The prediction diagrams form a category:
The objects are dynamical systems, and I am thinking of an agents as a special kind of dynamical system. The morphisms are choices of read-eval-print loops in the sense of my repl post. It is interesting that this representation allows a single agent to have multiple different ways of interacting with the world. A morphism from A to B semantically means that agent B predicts agent A, or that agent A uses agent B.
Also, if we allow the distinct domains and co-domain in the transition function, then the abstraction diagram category is called the arrow category. And the prediction diagram category is called the twisted arrow category.
A two-sided conversation would correspond to a pair of morphism back and forth between two objects in the twisted arrow category. But having such a pair of morphisms is a very strong condition. So going forward we may want to formalize two agents as communicating in some shared part of their ontologies. I have some thoughts in this direction thanks to @davidad.

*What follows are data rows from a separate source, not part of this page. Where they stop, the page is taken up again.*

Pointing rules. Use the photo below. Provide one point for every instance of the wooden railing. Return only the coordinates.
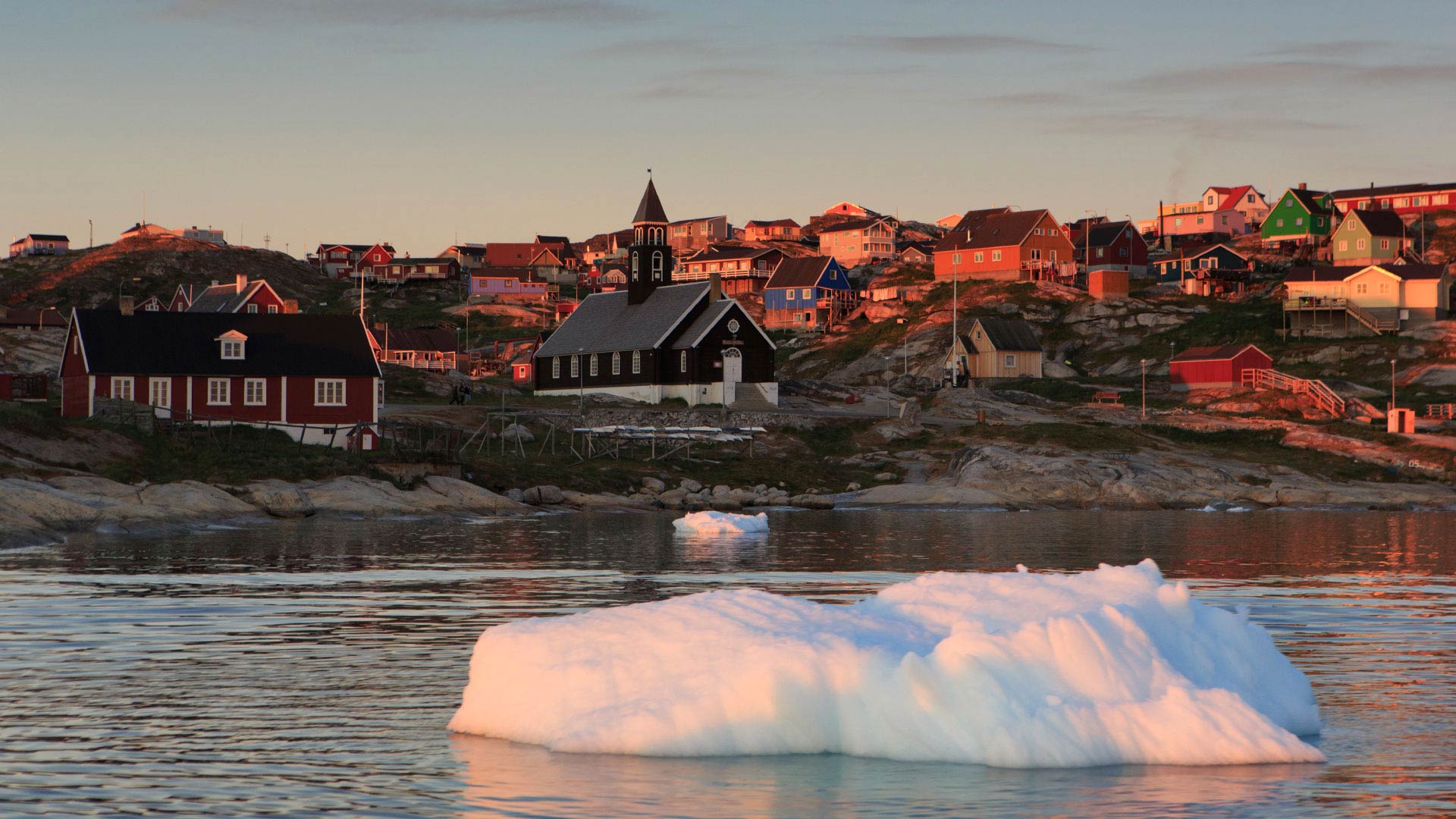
(1324, 397)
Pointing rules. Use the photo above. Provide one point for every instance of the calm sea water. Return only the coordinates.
(308, 670)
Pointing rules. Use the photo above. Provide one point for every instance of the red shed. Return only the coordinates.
(1216, 368)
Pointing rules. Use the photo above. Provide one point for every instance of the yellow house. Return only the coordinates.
(995, 349)
(1379, 297)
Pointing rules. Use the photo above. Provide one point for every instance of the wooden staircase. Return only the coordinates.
(1324, 397)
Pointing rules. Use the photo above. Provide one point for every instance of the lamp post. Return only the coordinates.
(1145, 390)
(1392, 384)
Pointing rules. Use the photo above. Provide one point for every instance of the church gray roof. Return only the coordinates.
(606, 322)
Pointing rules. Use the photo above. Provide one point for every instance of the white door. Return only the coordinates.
(733, 373)
(161, 398)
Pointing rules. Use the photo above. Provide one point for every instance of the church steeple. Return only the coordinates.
(650, 259)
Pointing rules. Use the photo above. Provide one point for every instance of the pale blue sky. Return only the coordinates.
(362, 120)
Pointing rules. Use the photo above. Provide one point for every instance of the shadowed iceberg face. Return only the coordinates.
(1024, 670)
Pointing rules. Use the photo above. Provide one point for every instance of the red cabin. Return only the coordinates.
(1216, 368)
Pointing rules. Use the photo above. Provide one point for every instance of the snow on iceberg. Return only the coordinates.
(721, 523)
(1015, 670)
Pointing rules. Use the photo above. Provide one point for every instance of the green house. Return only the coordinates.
(1369, 237)
(1301, 216)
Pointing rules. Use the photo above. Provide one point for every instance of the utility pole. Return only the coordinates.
(1145, 390)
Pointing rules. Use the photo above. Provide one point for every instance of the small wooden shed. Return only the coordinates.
(1216, 368)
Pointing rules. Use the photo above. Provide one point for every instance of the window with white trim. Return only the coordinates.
(328, 392)
(121, 388)
(218, 392)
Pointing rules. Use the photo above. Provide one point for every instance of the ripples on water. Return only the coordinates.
(302, 670)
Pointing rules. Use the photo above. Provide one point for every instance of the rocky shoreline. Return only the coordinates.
(38, 512)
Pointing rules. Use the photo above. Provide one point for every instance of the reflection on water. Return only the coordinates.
(309, 668)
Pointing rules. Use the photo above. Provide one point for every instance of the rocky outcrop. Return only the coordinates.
(1047, 477)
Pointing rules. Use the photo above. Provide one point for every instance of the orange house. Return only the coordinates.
(1006, 245)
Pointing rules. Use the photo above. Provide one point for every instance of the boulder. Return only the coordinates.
(278, 499)
(545, 496)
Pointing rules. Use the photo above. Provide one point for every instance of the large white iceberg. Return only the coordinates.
(1017, 670)
(721, 523)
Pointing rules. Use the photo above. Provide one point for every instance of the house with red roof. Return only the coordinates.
(766, 231)
(1006, 245)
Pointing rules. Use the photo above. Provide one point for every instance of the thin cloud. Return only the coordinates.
(943, 44)
(1030, 99)
(271, 14)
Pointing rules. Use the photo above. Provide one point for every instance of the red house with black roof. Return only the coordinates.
(312, 376)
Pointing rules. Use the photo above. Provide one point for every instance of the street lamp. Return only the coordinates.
(1145, 390)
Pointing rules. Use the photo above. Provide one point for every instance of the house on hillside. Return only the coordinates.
(1111, 245)
(859, 241)
(807, 293)
(39, 245)
(218, 368)
(511, 284)
(1299, 218)
(1006, 245)
(430, 349)
(240, 297)
(995, 349)
(658, 338)
(693, 234)
(469, 256)
(916, 253)
(767, 231)
(1177, 265)
(1366, 299)
(742, 268)
(406, 268)
(1216, 368)
(210, 235)
(1369, 237)
(1244, 199)
(341, 261)
(1405, 200)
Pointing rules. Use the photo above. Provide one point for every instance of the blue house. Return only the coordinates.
(807, 293)
(1199, 257)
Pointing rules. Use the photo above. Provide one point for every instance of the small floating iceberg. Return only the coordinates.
(1018, 670)
(721, 523)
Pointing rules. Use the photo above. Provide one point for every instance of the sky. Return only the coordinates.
(435, 121)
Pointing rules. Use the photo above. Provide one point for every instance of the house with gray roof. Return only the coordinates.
(657, 338)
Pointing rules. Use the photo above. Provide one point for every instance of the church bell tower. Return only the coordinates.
(650, 259)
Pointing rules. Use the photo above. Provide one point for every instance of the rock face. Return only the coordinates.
(998, 475)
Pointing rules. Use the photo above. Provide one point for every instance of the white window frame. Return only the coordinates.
(123, 388)
(324, 391)
(218, 392)
(251, 387)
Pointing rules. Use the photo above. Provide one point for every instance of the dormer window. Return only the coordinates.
(234, 346)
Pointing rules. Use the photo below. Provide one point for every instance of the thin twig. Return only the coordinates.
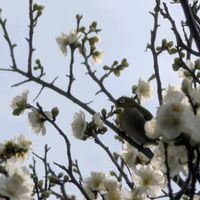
(106, 149)
(152, 47)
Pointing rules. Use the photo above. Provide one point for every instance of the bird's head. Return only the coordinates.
(125, 102)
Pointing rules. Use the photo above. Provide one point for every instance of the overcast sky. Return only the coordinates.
(125, 32)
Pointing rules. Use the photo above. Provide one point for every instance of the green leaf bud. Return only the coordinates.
(54, 112)
(105, 67)
(104, 112)
(170, 44)
(197, 63)
(164, 43)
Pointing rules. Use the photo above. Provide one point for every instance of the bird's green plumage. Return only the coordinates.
(132, 119)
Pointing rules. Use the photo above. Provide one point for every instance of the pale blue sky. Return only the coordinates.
(125, 32)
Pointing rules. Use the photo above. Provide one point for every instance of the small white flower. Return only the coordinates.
(97, 57)
(129, 154)
(177, 159)
(79, 125)
(174, 118)
(73, 37)
(37, 121)
(19, 103)
(18, 185)
(113, 190)
(95, 182)
(136, 194)
(143, 90)
(173, 94)
(98, 121)
(195, 95)
(150, 129)
(65, 40)
(26, 144)
(149, 180)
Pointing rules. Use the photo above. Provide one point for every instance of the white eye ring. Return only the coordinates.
(122, 100)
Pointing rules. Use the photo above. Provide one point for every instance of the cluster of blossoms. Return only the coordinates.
(176, 117)
(15, 182)
(78, 38)
(36, 119)
(79, 125)
(17, 149)
(148, 178)
(148, 182)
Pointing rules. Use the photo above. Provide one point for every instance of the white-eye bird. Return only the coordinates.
(131, 119)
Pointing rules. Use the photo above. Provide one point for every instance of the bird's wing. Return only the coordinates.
(132, 123)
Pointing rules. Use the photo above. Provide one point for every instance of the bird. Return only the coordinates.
(131, 119)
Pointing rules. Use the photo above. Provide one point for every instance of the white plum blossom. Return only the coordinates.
(136, 194)
(97, 57)
(150, 129)
(73, 37)
(113, 190)
(18, 185)
(143, 90)
(129, 154)
(174, 118)
(96, 119)
(149, 179)
(173, 94)
(26, 144)
(69, 39)
(195, 134)
(95, 182)
(79, 125)
(19, 103)
(177, 158)
(132, 156)
(37, 121)
(62, 42)
(195, 95)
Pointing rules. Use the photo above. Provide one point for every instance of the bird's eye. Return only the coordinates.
(122, 100)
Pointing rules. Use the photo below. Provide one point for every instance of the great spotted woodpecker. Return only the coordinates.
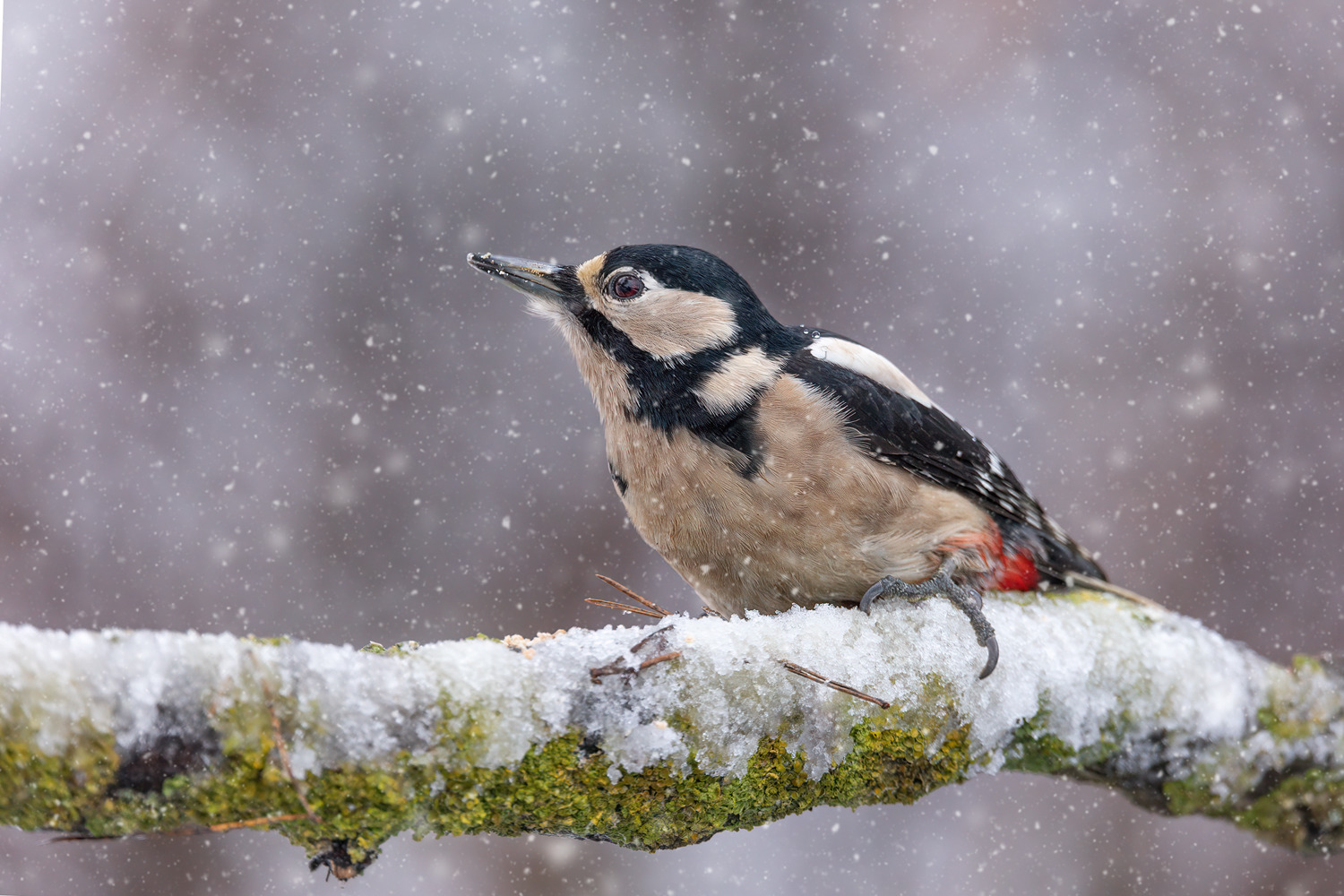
(779, 465)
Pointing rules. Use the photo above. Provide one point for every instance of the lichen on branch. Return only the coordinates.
(117, 732)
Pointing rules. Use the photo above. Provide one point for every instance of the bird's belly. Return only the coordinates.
(816, 533)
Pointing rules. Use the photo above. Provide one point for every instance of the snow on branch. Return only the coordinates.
(658, 737)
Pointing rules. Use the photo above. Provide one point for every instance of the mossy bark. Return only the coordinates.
(220, 763)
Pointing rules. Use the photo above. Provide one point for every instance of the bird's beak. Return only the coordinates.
(551, 282)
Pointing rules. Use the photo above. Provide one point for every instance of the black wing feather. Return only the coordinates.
(898, 430)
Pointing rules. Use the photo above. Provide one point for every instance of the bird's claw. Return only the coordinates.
(965, 598)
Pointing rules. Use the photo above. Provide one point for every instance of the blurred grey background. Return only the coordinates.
(250, 384)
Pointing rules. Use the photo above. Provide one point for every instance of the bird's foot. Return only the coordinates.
(962, 597)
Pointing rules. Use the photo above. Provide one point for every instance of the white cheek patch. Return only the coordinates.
(736, 381)
(671, 323)
(868, 363)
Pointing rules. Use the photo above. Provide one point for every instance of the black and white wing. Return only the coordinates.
(895, 422)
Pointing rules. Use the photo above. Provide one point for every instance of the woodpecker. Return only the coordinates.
(779, 466)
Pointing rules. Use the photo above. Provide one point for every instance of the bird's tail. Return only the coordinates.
(1110, 587)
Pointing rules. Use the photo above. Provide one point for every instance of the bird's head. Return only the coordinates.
(655, 328)
(667, 301)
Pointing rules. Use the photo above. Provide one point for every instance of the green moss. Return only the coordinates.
(556, 788)
(1037, 750)
(1304, 812)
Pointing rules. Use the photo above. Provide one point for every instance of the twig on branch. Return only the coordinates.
(831, 683)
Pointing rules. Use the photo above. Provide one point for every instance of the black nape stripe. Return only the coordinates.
(621, 485)
(737, 435)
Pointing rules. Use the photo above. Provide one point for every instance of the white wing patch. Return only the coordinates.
(868, 363)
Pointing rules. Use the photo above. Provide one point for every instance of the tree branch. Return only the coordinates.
(117, 732)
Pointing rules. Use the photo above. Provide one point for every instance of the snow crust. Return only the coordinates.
(1083, 661)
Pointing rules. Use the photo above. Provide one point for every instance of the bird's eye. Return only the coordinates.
(626, 287)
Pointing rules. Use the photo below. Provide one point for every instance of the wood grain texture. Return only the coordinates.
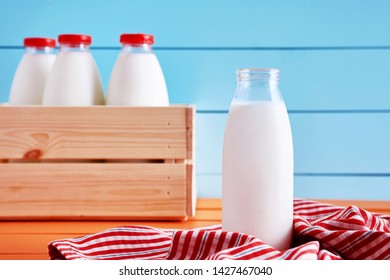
(97, 162)
(28, 240)
(94, 191)
(93, 132)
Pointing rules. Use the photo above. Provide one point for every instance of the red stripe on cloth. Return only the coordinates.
(321, 231)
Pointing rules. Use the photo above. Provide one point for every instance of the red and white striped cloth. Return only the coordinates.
(321, 231)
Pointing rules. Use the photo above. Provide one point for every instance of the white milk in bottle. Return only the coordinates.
(257, 165)
(137, 78)
(74, 79)
(30, 77)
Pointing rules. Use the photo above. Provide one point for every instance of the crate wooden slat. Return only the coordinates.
(94, 132)
(97, 163)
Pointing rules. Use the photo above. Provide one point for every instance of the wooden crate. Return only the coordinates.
(97, 162)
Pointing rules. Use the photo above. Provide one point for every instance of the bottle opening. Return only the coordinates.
(137, 39)
(75, 39)
(262, 74)
(39, 42)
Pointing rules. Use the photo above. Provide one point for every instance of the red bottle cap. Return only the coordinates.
(39, 42)
(75, 39)
(137, 39)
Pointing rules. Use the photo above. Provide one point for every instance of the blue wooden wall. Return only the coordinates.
(334, 58)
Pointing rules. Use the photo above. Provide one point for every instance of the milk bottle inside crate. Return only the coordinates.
(257, 165)
(32, 72)
(74, 79)
(137, 78)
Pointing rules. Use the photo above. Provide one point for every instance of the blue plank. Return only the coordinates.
(323, 143)
(317, 187)
(203, 23)
(310, 80)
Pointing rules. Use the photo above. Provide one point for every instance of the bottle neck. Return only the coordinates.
(257, 84)
(74, 48)
(138, 48)
(40, 50)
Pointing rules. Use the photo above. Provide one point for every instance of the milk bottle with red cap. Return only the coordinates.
(74, 79)
(137, 78)
(32, 72)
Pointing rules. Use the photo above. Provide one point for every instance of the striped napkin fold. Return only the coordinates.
(321, 231)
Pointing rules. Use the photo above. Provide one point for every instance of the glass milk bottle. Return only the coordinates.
(257, 164)
(32, 72)
(74, 79)
(137, 78)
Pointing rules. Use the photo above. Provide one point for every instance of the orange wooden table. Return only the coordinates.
(29, 239)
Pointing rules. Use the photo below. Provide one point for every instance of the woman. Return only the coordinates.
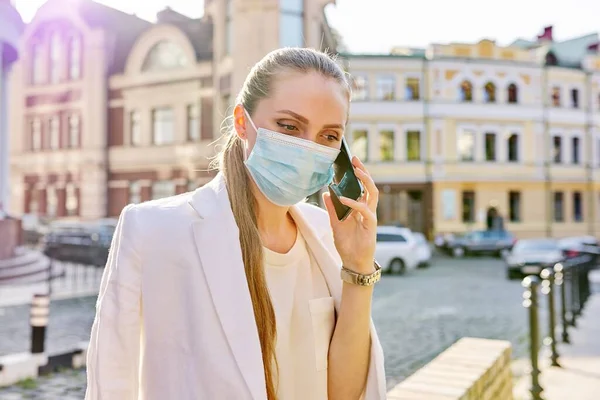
(233, 291)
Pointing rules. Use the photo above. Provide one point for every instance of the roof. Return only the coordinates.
(126, 28)
(570, 53)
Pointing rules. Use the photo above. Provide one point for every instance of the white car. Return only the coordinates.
(396, 249)
(423, 249)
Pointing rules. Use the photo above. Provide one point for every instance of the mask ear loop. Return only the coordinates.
(246, 141)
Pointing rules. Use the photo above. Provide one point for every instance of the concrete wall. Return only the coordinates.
(471, 369)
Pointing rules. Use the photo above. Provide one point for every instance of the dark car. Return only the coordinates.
(83, 243)
(531, 256)
(481, 242)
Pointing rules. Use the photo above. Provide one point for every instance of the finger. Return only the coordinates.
(361, 208)
(371, 188)
(330, 209)
(358, 164)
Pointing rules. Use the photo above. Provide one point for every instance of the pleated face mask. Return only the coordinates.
(288, 169)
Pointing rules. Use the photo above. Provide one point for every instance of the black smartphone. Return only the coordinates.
(345, 183)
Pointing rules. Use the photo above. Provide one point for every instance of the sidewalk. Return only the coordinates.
(579, 377)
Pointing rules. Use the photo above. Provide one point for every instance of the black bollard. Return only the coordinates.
(574, 283)
(39, 321)
(530, 301)
(559, 280)
(548, 289)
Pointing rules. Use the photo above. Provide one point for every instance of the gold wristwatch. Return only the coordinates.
(361, 279)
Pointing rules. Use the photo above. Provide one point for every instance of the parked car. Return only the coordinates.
(423, 250)
(85, 243)
(396, 249)
(531, 256)
(478, 242)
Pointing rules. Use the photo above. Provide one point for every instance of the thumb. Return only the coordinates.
(330, 209)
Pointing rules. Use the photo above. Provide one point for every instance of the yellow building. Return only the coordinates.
(457, 133)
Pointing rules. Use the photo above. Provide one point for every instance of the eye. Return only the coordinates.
(331, 137)
(287, 127)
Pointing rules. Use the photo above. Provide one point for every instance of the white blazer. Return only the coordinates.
(174, 319)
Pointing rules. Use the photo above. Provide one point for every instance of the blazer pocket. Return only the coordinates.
(322, 312)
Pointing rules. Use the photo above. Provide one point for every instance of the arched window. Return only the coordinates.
(489, 92)
(513, 93)
(165, 55)
(466, 91)
(551, 59)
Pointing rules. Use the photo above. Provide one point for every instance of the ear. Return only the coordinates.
(239, 121)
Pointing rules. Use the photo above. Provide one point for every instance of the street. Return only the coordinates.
(417, 316)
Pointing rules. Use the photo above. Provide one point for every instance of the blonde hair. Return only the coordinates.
(230, 161)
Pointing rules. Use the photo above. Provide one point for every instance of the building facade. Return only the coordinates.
(458, 134)
(112, 109)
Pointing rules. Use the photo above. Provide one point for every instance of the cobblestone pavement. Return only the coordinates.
(417, 316)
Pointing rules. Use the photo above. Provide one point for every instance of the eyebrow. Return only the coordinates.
(304, 120)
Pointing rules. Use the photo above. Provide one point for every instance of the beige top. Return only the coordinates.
(305, 316)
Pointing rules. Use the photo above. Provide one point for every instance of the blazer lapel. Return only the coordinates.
(217, 243)
(327, 258)
(328, 261)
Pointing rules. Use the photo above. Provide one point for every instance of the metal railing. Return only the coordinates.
(571, 279)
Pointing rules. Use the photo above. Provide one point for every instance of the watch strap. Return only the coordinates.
(361, 279)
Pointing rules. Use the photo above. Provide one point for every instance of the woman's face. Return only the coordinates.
(308, 106)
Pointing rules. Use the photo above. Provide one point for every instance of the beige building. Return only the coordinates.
(111, 109)
(458, 133)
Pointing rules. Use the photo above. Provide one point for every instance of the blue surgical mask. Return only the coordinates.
(288, 169)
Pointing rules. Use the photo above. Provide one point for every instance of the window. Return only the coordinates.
(360, 87)
(412, 89)
(54, 133)
(71, 200)
(576, 150)
(36, 134)
(55, 57)
(51, 201)
(75, 58)
(193, 122)
(34, 205)
(557, 149)
(165, 55)
(163, 129)
(490, 147)
(359, 145)
(466, 145)
(556, 96)
(489, 92)
(468, 206)
(386, 145)
(135, 128)
(513, 93)
(37, 64)
(558, 207)
(386, 88)
(514, 206)
(577, 207)
(513, 148)
(413, 146)
(466, 91)
(135, 192)
(575, 98)
(162, 189)
(74, 131)
(228, 27)
(291, 23)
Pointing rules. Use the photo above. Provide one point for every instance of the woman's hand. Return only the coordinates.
(355, 237)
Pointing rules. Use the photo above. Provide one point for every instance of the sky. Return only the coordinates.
(375, 26)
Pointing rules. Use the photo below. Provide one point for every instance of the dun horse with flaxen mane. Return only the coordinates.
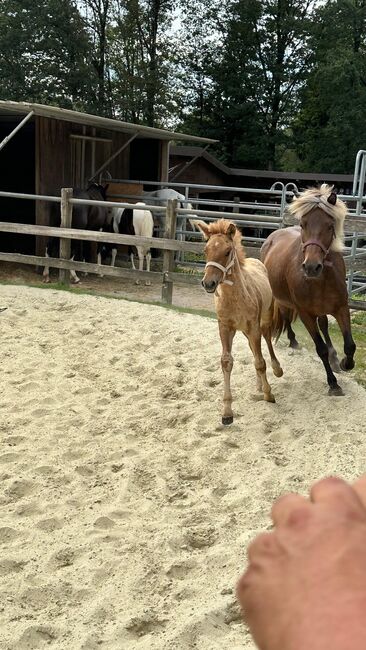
(307, 273)
(243, 301)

A very incomplete list of thanks:
[Erik] uses the abstraction diagram from the machine's state into S, which I am thinking of a general human interpretation language. He also is trying to discover TS jointly with F, if I understand correctly.
Yep, I want to jointly find both maps. I don't necessarily think of S as a human-interpretable format---that's one potential direction, but I'm also very interested in applications for non-interpretable S, e.g. to mechanistic anomaly detection.
But then I can achieve zero loss by learning an F that maps a state in SM to the uniform probability distribution over SH. [...] So why don't we try a different method to prevent steganography -- reversing the directions of F and G (and keeping the probabilistic modification)
FWIW, the way I hope to deal with the issue of the trivial constant abstraction you mention here is to have some piece of information that we intrinsically care about, and then enforce that this information isn't thrown away by the abstraction. For example, perhaps you want the abstraction to at least correctly predict that the model gets low loss on a certain input distribution. There's probably a difference in philosophy at work here: I want the abstraction to be as small as possible while still being useful, whereas you seem to aim at translating to or from the entire human ontology, so throwing away information is undesirable.